Así como la lección que nos dejó la inclusión de una bandera olímpica para los refugiados que han perdido, quizá de forma espiritual a sus países, este 2016 tenemos hasta tres campeonatos deportivos de suma importancia para sus continentes y el mundo (Copa América Centenario, Eurocopa, Juegos Olímpicos) en países que están pasando por momentos difíciles; pasarán por una prueba de fuego, que es mantener la imagen de paz pública y darle una segunda oportunidad de cambiar todo. Con “todo”, me refiero al contexto en el que se vive: el deporte tiene que surgir, de nuevo, como una herramienta de salvación.

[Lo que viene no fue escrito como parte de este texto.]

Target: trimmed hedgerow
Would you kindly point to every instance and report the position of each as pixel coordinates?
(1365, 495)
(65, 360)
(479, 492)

Acordémonos, por ejemplo, de la tregua de Navidad durante la Primera Guerra Mundial o de esos jugadores de fútbol que se sinceraron luego de que les cobraran penal erróneamente a favor; recordemos las asociaciones de ayuda de grandes deportistas, y las caras de felicidad y tristeza desmedidas que el solo hecho de ver a un ídolo en la cercanía brinda. Pensemos en esa figura del fair play que, esporádicamente, nos remite a una esperanza de calma y paz, y que siempre quisiéramos tener en todos los ámbitos de la vida para tener un mundo mayormente sincero.

Así, pues, queda claro decir que, quizá, enhorabuena tenemos a estos ejemplos deportivos como un medio para poder, de una vez por todas, darle un nuevo significado a los procesos actuales y coger un nuevo rumbo hacia lo más ansiado: el triunfo del amor y la paz sobre la guerra y el odio.